Presentations to Include New Antiviral Efficacy Results, Including SVR12 Data, from Lead-In Cohort of Ongoing Phase 2 HCV Trial

演示文稿包括正在进行的2期HCV试验队列中的新抗病毒疗效结果，包括SVR12数据

Data Also Highlight the High Prevalence of Pre-Existing NS5A Resistance-Associated Substitutions (RAS) Detected in HCV-infected Patients

数据还突出了在HCV感染患者中检测到的预先存在的NS5A耐药相关替代（RAS）的高患病率

BOSTON, May 22, 2024 (GLOBE NEWSWIRE) -- Atea Pharmaceuticals, Inc. (Nasdaq: AVIR) (“Atea”), a clinical-stage biopharmaceutical company engaged in the discovery and development of oral antiviral therapeutics for serious viral diseases, today announced the Company will present new efficacy results, including SVR12 data (primary endpoint), from the Phase 2 lead-in cohort evaluating the combination of bemnifosbuvir (an oral nucleotide NS5B polymerase inhibitor) and ruzasvir (an oral NS5A inhibitor) for the treatment of hepatitis C virus (HCV) at the European Association for the Study of the Liver (EASL) Congress 2024, taking place June 5-8, 2024 in Milan, Italy.

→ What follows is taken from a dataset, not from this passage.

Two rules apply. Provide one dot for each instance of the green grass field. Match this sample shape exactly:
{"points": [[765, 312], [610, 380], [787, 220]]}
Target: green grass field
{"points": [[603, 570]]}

波士顿，2024年5月22日（环球通讯社）--Atea制药公司（纳斯达克股票代码：AVIR）（“Atea”）是一家临床阶段的生物制药公司，致力于发现和开发针对严重病毒性疾病的口服抗病毒治疗剂，今天宣布该公司将在2024年6月5日至8日举行的欧洲肝脏研究协会（EASL）2024年大会上提交新的疗效结果，包括SVR12数据（主要终点），该数据来自第二阶段导入队列，该队列评估了bemnifosbuvir（一种口服核苷酸NS5B聚合酶抑制剂）和ruzasvir（一种口服NS5A抑制剂）治疗丙型肝炎病毒（HCV）的组合4在意大利米兰。

Preclinical data further demonstrating bemnifosbuvir’s high barrier to resistance and pharmacokinetics and ruzasvir’s low risk of drug-drug interactions will also be presented..

还将提供临床前数据，进一步证明贝米诺布韦对耐药性和药代动力学的高屏障以及鲁扎斯韦对药物相互作用的低风险。。

“Despite current HCV treatments, progress toward eliminating the virus in the U.S. has slowed, and new chronic cases exceed cure rates. In the decade since the first direct acting antiviral treatments were introduced, both the virus and the patient population have changed significantly, including the emergence of resistant mutations,” said Jean-Pierre Sommadossi, PhD, Chief Executive Officer and Founder of Atea Pharmaceuticals.

Atea Pharmaceuticals首席执行官兼创始人Jean-Pierre Sommadossi博士说：“尽管目前正在进行丙型肝炎病毒治疗，但美国消除丙型肝炎病毒的进展已经放缓，新的慢性病例超过了治愈率。自推出第一种直接作用的抗病毒治疗以来的十年中，病毒和患者群体都发生了重大变化，包括耐药突变的出现。”。

“We need new HCV treatments that address the needs of today’s patients and feature a best-in-class treatment profile with high antiviral potency, short treatment duration, potential for low risk of drug-drug interactions and a high barrier to resistance. We look forward to sharing our data at EASL Congress 2024, which will reinforce the potential of this combination to treat HCV as it exists today.”.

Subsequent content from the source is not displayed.